🤖 AI Summary
This work addresses the limited capability of large language models (LLMs) to distinguish and recall temporal knowledge—such as legal amendments or scientific discoveries—versus static knowledge—like mathematical truths. To this end, we propose the first evaluation paradigm specifically designed for temporal knowledge evolution. We introduce ChroKnowBench, a multi-domain benchmark spanning three dimensions: domain diversity, fine-grained temporal dependency, and state evolution. Complementing this, we design ChroKnowledge—a sampling-driven evaluation framework—and ChroKnowPrompt, a stepwise temporal traversal prompting method. Experimental results reveal two prevalent limitations in current LLMs: temporal boundary truncation and strong dependence on input data formatting. ChroKnowPrompt consistently improves cross-temporal knowledge recall across both open- and closed-source LLMs, demonstrating its generality and effectiveness. Our contributions include: (1) the first dedicated benchmark and evaluation framework for temporal knowledge evolution; (2) a novel prompting strategy that enhances temporal reasoning; and (3) empirical insights into fundamental temporal reasoning bottlenecks in LLMs.
📝 Abstract
Large language models (LLMs) have brought significant changes to many aspects of our lives. However, assessing and ensuring their chronological knowledge remains challenging. Existing approaches fall short in addressing the temporal adaptability of knowledge, often relying on a fixed time-point view. To overcome this, we introduce ChroKnowBench, a benchmark dataset designed to evaluate chronologically accumulated knowledge across three key aspects: multiple domains, time dependency, temporal state. Our benchmark distinguishes between knowledge that evolves (e.g., personal history, scientific discoveries, amended laws) and knowledge that remain constant (e.g., mathematical truths, commonsense facts). Building on this benchmark, we present ChroKnowledge (Chronological Categorization of Knowledge), a novel sampling-based framework for evaluating LLMs' non-parametric chronological knowledge.
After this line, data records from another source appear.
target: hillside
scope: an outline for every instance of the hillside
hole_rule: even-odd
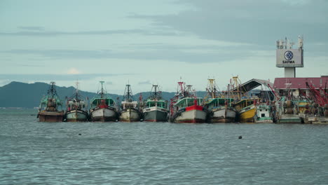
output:
[[[23,107],[33,108],[39,107],[41,97],[45,95],[49,88],[49,84],[45,83],[25,83],[22,82],[13,81],[6,85],[0,87],[0,107]],[[74,88],[56,86],[58,95],[62,100],[64,100],[65,97],[72,95]],[[86,91],[80,91],[81,94],[91,99],[96,94]],[[144,99],[146,98],[150,92],[142,92]],[[122,100],[123,95],[109,94],[115,101],[117,97]],[[205,92],[198,92],[199,97],[203,97]],[[162,92],[163,97],[170,100],[175,95],[175,92]],[[139,92],[135,93],[134,98],[139,100]]]

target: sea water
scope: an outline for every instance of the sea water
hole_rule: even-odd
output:
[[[0,154],[1,184],[328,184],[327,125],[40,123],[6,109]]]

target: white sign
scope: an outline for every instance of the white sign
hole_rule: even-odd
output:
[[[277,49],[278,67],[303,67],[302,49]]]

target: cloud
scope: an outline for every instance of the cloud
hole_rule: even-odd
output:
[[[138,83],[139,85],[151,85],[151,83],[150,81],[139,81]]]
[[[44,30],[44,27],[18,27],[18,28],[20,29],[26,29],[26,30],[32,30],[32,31]]]
[[[68,70],[67,74],[79,74],[81,72],[76,68],[71,68]]]
[[[76,81],[88,80],[96,78],[102,78],[107,76],[130,76],[136,75],[136,74],[0,74],[0,79],[6,79],[9,81]]]
[[[328,1],[308,1],[179,0],[176,3],[192,8],[177,14],[129,18],[150,20],[154,26],[204,39],[261,44],[266,48],[285,36],[292,39],[302,34],[308,40],[328,42]]]
[[[11,50],[2,53],[20,55],[37,55],[48,59],[132,59],[142,60],[169,60],[189,63],[218,62],[245,58],[253,55],[247,50],[212,48],[202,50],[201,48],[186,48],[180,49],[167,46],[153,48],[152,50],[134,51],[79,50]],[[238,55],[236,55],[238,53]]]
[[[43,31],[42,29],[32,29],[34,31],[22,31],[15,32],[0,32],[0,36],[79,36],[79,35],[111,35],[111,34],[142,34],[148,36],[180,36],[182,33],[163,29],[114,29],[95,30],[79,32]],[[38,31],[38,32],[34,32]]]

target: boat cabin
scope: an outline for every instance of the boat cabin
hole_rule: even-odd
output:
[[[195,105],[195,101],[197,102],[197,105],[200,106],[203,103],[203,98],[201,97],[184,97],[184,98],[179,100],[175,104],[175,107],[177,107],[178,109],[184,109],[190,106]]]

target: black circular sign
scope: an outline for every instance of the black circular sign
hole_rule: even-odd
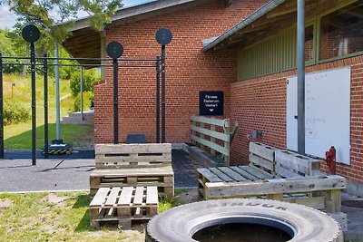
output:
[[[123,46],[117,41],[113,41],[106,47],[108,56],[113,59],[117,59],[123,53]]]
[[[27,43],[34,43],[39,40],[40,31],[36,26],[29,24],[23,28],[22,36]]]
[[[155,38],[160,44],[166,45],[172,40],[172,31],[166,28],[160,28],[156,32]]]

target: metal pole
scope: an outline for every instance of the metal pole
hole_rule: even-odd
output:
[[[80,91],[81,91],[81,122],[83,121],[83,67],[81,66],[81,71],[80,71],[80,79],[81,79],[81,83],[80,83]]]
[[[48,132],[48,60],[44,53],[44,158],[48,158],[49,132]]]
[[[0,159],[4,159],[3,54],[0,53]]]
[[[60,97],[59,97],[59,54],[58,54],[58,44],[55,44],[54,48],[54,79],[55,79],[55,140],[56,142],[62,142],[61,140],[61,107],[60,107]]]
[[[156,57],[156,142],[160,143],[160,56]]]
[[[298,0],[298,152],[305,155],[305,0]]]
[[[113,143],[119,143],[119,85],[118,73],[119,63],[113,59]]]
[[[32,165],[36,165],[36,103],[35,103],[35,48],[30,44],[30,62],[32,74]]]
[[[165,143],[165,45],[162,45],[162,143]]]

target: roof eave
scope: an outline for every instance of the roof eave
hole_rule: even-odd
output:
[[[205,45],[201,50],[202,52],[207,52],[211,49],[213,49],[215,46],[220,44],[221,42],[223,42],[225,39],[229,38],[232,34],[236,34],[237,32],[240,31],[247,25],[250,24],[260,17],[263,16],[278,5],[285,3],[286,0],[271,0],[269,3],[267,3],[265,5],[262,7],[259,8],[256,12],[251,14],[250,16],[231,27],[230,30],[217,37],[214,41],[209,43],[207,45]]]

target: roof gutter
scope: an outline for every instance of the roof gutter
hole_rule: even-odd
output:
[[[205,45],[202,48],[203,52],[206,52],[208,50],[212,49],[215,47],[217,44],[221,44],[222,41],[230,37],[231,35],[234,34],[235,33],[239,32],[242,28],[246,27],[250,24],[253,23],[262,15],[266,15],[278,5],[285,3],[286,0],[271,0],[269,3],[267,3],[265,5],[262,7],[259,8],[256,12],[254,12],[252,15],[234,25],[232,28],[225,32],[223,34],[220,35],[218,38],[216,38],[214,41],[209,43],[207,45]]]

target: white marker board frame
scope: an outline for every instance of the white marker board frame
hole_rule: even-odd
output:
[[[305,152],[325,158],[334,146],[337,161],[350,164],[350,67],[305,76]],[[287,148],[298,150],[298,80],[287,80]]]

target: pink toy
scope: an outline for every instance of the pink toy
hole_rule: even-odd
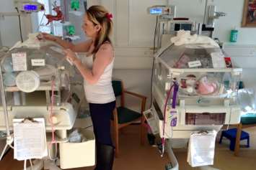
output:
[[[216,82],[209,82],[207,76],[203,76],[198,82],[198,93],[200,95],[210,95],[217,90]]]

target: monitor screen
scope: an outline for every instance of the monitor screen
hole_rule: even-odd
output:
[[[36,11],[37,10],[37,6],[32,4],[25,4],[23,6],[23,9],[25,11]]]
[[[150,9],[150,14],[161,14],[163,11],[162,8],[151,8]]]
[[[190,23],[177,23],[175,24],[175,31],[177,32],[179,30],[183,29],[185,31],[191,31],[192,24]]]

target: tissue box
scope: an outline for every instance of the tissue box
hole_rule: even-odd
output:
[[[61,143],[60,163],[61,169],[90,166],[95,164],[95,138],[93,131],[79,129],[87,141],[81,143]]]

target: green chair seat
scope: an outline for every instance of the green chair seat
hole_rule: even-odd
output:
[[[250,125],[256,123],[256,114],[247,113],[242,115],[241,123],[243,125]]]
[[[119,124],[128,123],[141,117],[141,113],[124,107],[118,107],[117,109]],[[113,119],[112,115],[112,120]]]

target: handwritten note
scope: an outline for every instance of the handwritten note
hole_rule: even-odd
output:
[[[12,53],[12,65],[14,71],[26,71],[27,67],[27,53]]]
[[[23,119],[14,119],[14,159],[22,161],[42,159],[46,156],[46,135],[43,118],[36,122],[22,123]]]

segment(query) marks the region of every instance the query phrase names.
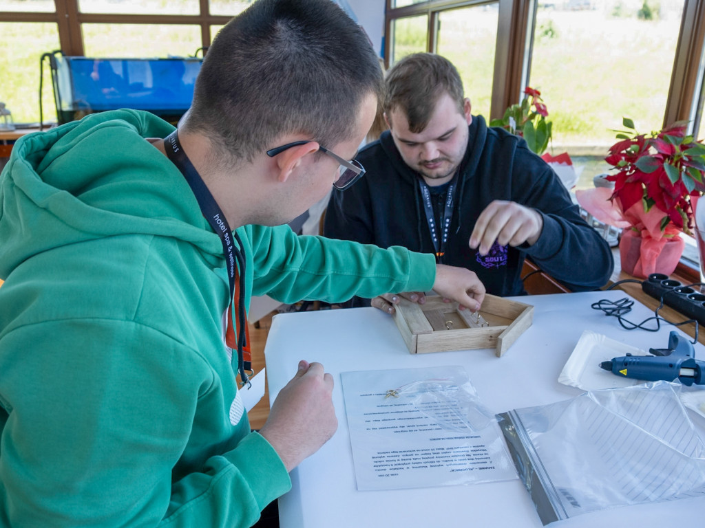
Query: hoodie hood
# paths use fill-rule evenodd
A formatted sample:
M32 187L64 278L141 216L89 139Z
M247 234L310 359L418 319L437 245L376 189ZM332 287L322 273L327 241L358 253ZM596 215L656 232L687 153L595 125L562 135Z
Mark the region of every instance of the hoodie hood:
M0 176L0 278L47 250L128 234L175 237L220 256L183 176L145 140L173 130L119 110L18 139Z

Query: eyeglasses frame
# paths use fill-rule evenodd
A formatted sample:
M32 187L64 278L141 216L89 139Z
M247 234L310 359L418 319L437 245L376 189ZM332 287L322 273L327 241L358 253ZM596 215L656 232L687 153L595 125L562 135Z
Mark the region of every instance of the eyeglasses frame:
M282 145L281 146L276 146L274 147L274 149L270 149L266 151L266 155L269 156L270 158L274 158L277 154L281 154L282 152L288 149L291 149L292 147L294 146L298 146L299 145L305 145L307 143L312 143L312 142L313 142L312 140L305 140L305 141L293 142L292 143L287 143L286 145ZM360 165L359 161L357 161L356 160L351 160L348 161L348 160L345 159L344 158L341 158L335 152L329 150L328 149L326 149L326 147L323 146L321 144L319 144L318 148L319 150L321 151L324 153L328 154L328 156L331 156L334 160L336 160L340 165L345 167L346 169L352 170L356 175L354 178L352 178L350 182L348 182L348 183L346 183L345 185L343 186L338 186L336 184L338 180L333 182L333 187L334 187L339 191L344 191L345 189L348 189L351 185L352 185L352 184L354 184L358 180L362 177L362 176L364 175L365 172L364 168L362 165ZM355 165L355 163L357 163L357 165ZM342 175L341 175L341 176Z

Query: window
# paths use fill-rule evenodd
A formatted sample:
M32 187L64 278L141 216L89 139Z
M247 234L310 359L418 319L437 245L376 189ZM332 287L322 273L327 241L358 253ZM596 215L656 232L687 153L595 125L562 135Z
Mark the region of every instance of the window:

Our evaluation led to the following observations: (1) The ability of eliciting temporal knowledge varies depending on the data format that model was trained on. (2) LLMs partially recall knowledge or show a cut-off at temporal boundaries rather than recalling all aspects of knowledge correctly. Thus, we apply our ChroKnowPrompt, an in-depth prompting to elicit chronological knowledge by traversing step-by-step through the surrounding time spans. We observe that it successfully recalls objects across both open-source and proprietary LLMs, demonstrating versatility, though it faces challenges with dynamic datasets and unstructured formats.